A change of alphabet was key to success


W

orking translators naturally tend to focus on just a few languages: source and target. For professional needs their source languages tend to be what Europeans think of as 'mainstream languages' — such as English, French, German, Spanish and Italian — the languages that are mainly taught as second languages in European schools.

As a result, at least in Western Europe, this is generally where the translator’s bread and butter lies. Even Portuguese, spoken as a native language by some 200 million people across the world, is often considered a 'minority' language in Europe. This might be explained by the fact that Portugal lies on the fringes of the continent and its influence is found elsewhere.

But England also lies on the fringes of Europe and spread its influence elsewhere. Yet English is considered a much more mainstream language than Portuguese, both within Europe and outside its borders. This is often attributed to the new world order that emerged from the Second World War which saw the English-speaking United States emerge as the dominant power, not least in financial and business terms.

Indeed, if we look to other continents, we see how the influence of a language is linked to the influence of business and trade.

O

ne language that punches well above its weight is Swahili. Although spoken regularly by just fifty million people, it has been ranked by Africa.com as the most useful African language for business communication on the world's second most populous continent. It even outranked Hausa, spoken by about 25 million (in Nigeria and Sudan).

Swahili is mother tongue to a tiny number of East Africans (just two million according to Stanford University's Swahili Department, though other sources variously put the figure at between three and five million). Despite this small base, Swahili is understood by an estimated 140 million Africans.

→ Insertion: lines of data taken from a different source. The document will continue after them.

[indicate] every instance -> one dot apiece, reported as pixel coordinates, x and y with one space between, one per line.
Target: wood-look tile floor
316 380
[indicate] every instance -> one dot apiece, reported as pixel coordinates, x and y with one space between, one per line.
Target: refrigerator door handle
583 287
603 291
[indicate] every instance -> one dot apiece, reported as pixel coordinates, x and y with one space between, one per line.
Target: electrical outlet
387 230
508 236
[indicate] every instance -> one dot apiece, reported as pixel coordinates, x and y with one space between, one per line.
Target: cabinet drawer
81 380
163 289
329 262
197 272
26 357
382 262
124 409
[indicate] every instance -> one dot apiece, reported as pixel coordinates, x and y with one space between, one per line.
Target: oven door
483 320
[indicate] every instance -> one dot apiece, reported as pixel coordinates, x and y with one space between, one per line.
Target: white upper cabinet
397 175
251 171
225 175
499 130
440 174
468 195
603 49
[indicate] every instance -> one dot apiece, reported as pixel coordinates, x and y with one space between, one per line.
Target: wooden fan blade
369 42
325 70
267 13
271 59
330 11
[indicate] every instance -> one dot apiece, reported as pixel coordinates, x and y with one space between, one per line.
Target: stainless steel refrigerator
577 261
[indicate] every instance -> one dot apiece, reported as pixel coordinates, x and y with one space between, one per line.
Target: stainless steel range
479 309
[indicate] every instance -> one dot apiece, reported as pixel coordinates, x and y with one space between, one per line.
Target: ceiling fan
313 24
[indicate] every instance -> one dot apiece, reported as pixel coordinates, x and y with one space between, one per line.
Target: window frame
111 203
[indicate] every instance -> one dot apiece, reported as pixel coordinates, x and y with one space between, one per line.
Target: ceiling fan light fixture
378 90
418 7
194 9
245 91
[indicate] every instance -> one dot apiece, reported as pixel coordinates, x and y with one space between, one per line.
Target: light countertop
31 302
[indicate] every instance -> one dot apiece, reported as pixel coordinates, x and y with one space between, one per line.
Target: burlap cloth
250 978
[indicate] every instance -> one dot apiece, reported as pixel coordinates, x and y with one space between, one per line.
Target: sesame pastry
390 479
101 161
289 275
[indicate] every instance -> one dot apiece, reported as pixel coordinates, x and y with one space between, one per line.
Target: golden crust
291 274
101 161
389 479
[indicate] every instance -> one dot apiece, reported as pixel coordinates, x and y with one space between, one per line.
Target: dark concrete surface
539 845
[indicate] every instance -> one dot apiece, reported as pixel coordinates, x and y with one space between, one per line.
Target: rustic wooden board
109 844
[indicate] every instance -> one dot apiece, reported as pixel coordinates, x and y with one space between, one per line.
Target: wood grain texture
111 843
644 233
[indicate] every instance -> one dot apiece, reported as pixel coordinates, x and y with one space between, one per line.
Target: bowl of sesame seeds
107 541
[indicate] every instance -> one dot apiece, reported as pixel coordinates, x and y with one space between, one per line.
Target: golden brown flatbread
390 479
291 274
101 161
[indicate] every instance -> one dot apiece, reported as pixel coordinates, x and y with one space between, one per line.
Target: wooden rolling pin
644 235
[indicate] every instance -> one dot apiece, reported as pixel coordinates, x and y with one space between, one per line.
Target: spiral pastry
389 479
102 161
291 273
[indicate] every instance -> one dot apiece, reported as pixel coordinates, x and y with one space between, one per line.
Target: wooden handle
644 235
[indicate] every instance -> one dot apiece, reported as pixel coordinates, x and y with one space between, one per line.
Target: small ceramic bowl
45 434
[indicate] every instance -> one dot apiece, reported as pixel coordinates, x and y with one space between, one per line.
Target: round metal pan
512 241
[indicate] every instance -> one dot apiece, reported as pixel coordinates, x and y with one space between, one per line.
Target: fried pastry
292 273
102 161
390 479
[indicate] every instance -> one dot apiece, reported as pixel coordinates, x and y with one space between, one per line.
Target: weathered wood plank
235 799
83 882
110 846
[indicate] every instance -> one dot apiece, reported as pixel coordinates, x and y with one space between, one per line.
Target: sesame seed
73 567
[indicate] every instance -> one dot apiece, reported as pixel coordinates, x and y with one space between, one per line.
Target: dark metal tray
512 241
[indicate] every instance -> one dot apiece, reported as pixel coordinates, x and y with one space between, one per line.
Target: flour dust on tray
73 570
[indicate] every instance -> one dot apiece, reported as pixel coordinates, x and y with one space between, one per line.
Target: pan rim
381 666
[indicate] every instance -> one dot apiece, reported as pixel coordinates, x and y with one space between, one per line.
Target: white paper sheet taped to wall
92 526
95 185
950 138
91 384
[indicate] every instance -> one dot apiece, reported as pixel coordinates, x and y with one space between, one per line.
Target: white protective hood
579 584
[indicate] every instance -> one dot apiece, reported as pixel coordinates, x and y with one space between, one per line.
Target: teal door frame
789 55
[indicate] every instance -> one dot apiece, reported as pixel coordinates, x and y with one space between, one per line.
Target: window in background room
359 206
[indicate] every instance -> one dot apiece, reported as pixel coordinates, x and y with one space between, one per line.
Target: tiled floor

This is quite an accomplishment for a language that initially was spoken only along a small coastal strip of East Africa and on the tiny island of Zanzibar. The word Swahili comes from the Arabic sawahil, meaning coast.

Swahili's use began to gain in stature and distribution early in the 19th century as Arab slave traders and ivory merchants penetrated the continent's hinterland as far west as the Congo, spreading the language as they went — and bulking up its lexicon by adding words from their own vocabulary. More than a third of Swahili words are derived from Arabic. Examples include kahawa (coffee) from the Arabic kaveh, and dhahabu (gold) from the Arabic thahab. Later, British colonists added Indian words such as chai (tea).

Both the British and the Germans encouraged the use of Swahili in their respective East African colonies of Kenya and Tanganyika (now Tanzania). Its use was also encouraged in the civil service and in schools, further cementing its traction in the region.

T

oday Swahili is the official language of Kenya and Tanzania, and is also spoken as a lingua franca in Burundi, DR Congo, Mozambique, Rwanda, and Uganda. In addition, the language is used (albeit often only by small or isolated communities) in parts of Somalia, southern Sudan, Malawi, Zambia, and the Comoro Islands, a tiny archipelago north of Madagascar in the Mozambique Channel.

Under the influence of Arabian traders arriving on African shores, written Swahili inherited the Arabic script. However, it was abandoned in favour of the West’s Latin characters in the 1930s under the pressure of British colonists eager to make Swahili more accessible to their own officials. Such an alphabet switch was not unique. Shortly after the collapse of the Ottoman Empire, Turkey – seeking to reduce illiteracy and to increase trade with western Europe – changed in 1928 from using Arabic script to a modified form of the Latin alphabet.

Just as Turkey’s international trading activities benefited from the adoption of a Western style alphabet, so too Swahili-speaking East Africa was able to harness this alphabetical stimulus to economic growth by making its language more accessible to outsiders.

More recently, the Swahili language even found its way to Hollywood when the catch phrase ‘no worries’ was translated as ‘hakuna matata’ in the blockbuster movie The Lion King.